Electronic News, April 30, 2001 by Gregory Hinckley

EVERYBODY LOVES THE idea of integrated flows, but no one likes the practical reality.

The reality is that customers have invested a vast amount of time and money in the tools they are already using. When it becomes necessary to make a change because a particular tool has reached a breaking point and can no longer perform the job, that change happens point tool by point tool. What historically does not happen is a wholesale swapout of all the tools in a flow.

There are five reasons for this, and none of them is minor. One reason is cost. It just doesn't make financial sense to replace everything when only one thing is broken. With a change of a single point tool, you can often solve your design problem without making a major investment.

The second reason comes under the heading of the old advice, "Don't borrow trouble"--only in this case it's more like "Don't buy trouble." When you plug in a replacement point tool, you now have to worry about interoperability issues on both sides of the place in the process where that tool operates. When you replace an entire tool set, even supposing all parts of the flow are truly integrated (a big if), you will still have interoperability issues--they're just in different places.

Then there's the people factor. When designers are under enormous pressure to design better products more quickly, they have better things to do with their time, in their view, than learn how to use new tools. It typically takes an engineer one to two years to learn to use new design tools effectively. Having to do that all the way along the design flow because you've replaced the entire tool set is enough to make any designer--and the project manager--shudder.

The fourth reason for not buying an integrated tool set is particularly compelling. EDA customer companies are in highly competitive businesses, where being first and most cost-effectively to market can be a matter of financial life or death.

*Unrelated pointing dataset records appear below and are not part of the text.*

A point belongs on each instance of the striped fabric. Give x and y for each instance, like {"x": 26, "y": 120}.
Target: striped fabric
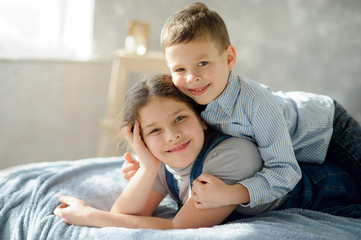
{"x": 285, "y": 126}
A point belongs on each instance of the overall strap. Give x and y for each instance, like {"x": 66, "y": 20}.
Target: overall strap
{"x": 197, "y": 166}
{"x": 173, "y": 186}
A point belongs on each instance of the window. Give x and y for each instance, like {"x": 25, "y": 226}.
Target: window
{"x": 46, "y": 29}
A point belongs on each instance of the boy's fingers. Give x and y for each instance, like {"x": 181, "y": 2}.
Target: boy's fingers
{"x": 129, "y": 158}
{"x": 66, "y": 199}
{"x": 204, "y": 178}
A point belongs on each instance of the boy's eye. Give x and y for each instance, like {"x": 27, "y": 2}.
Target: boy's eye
{"x": 203, "y": 63}
{"x": 179, "y": 118}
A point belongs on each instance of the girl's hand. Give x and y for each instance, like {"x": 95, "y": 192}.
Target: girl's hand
{"x": 129, "y": 167}
{"x": 74, "y": 211}
{"x": 134, "y": 138}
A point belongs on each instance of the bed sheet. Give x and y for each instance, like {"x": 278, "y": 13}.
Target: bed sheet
{"x": 28, "y": 196}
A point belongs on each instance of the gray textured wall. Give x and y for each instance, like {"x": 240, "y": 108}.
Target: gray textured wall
{"x": 50, "y": 110}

To achieve their goals, customers need the best tools for the job at every step of the design process. There is no point at which they can really afford to settle for second best. Yet no EDA company can claim to make the best-in-class tool for each and every stage of the design. So any time you decide on an integrated tool set from a particular vendor, you are inevitably accepting into your flow some tools that are not best-in-class. Can you really afford to stake your company's next product--and possibly your company's future--on something that's not top of the line all the way? Equally compelling is the risk involved on another front. The vendors who are offering integrated flows are doing so with proprietary interfaces. That means a customer is banking 100 percent, do or die, on that vendor's stability and ability to keep that flow the best available--forever. At this stage, it's impossible to tell how many of the proposed integrated flows will turn out to be dead-end approaches. That's an awful lot of eg gs to place in one very expensive basket.

Even assuming all the other negatives listed above did not apply, integrated flows have no chance of working unless, and until, there are open interfaces and standards. Without that, the much-vaunted integrated flow may turn out to be something of a Trojan horse--it looks wonderful, but once you take it inside your walls, it can cause untold damage.

Customers want the best available tool for every aspect of their particular design needs, at every stage of their design process. They want it wherever they can find it, no matter which vendor has it. And when they get it, they want it to work with all the other best-in-class tools from multiple vendors that they already have.

That's what customers want. And that's what they deserve. EDA vendors can best serve customers' needs by providing best-in-class point tools and by ensuring that all of those tools work well with other vendors' tools.

Gregory Hinckley is president and COO of Mentor Graphics Corp.